I’ve learned to keep things simple and release high expectations. Self-care is really important. 

Follow their lead in learning. One of my favorite parts of teaching and mothering is listening. Children are wise, funny, and genuinely interested in the world around them. In my classroom, I would observe open playtime with great care. I paid attention to themes, language, and the ideas children were sharing. I listened carefully to their dialogue and questions. Children’s interest can be great motivators for learning.

Let them play and see what arises. Enrich with music, movement, art, and nature experiences.

Trust your instincts. As a first-year teacher, a colleague reminded me, “Parents are doing the best they can.” At that moment, I was not a parent. Now, as a mother, I really, truly, honestly, and deeply understand this.

My sons are grappling with young adult issues and decisions. There are no clear or easy answers, so I must practice patience and stay in relationship with them as they navigate their decision making process. The landscape continues to shift and change, so I am focusing on what I can control. Here, I feel more empowered.

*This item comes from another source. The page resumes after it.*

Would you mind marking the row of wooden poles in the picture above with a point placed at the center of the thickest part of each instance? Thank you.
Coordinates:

The serenity prayer comes to mind these days: “God, grant me the serenity to accept the things I cannot change, courage to change the things I can, and wisdom to know the difference.”

Resources. I also believe that working together and supporting each other in communities will help navigate the road ahead. Overused, yet still true, we are in this together. Consider the following:

  • Reach out and build community connections nearby.
  • Seek out local resources for more support.
  • Collect and research online resources.

I encourage, applaud, and celebrate all parents making whatever decision works for them. Being our child’s first teacher means we are doing excellent and essential work every day. Rest in that.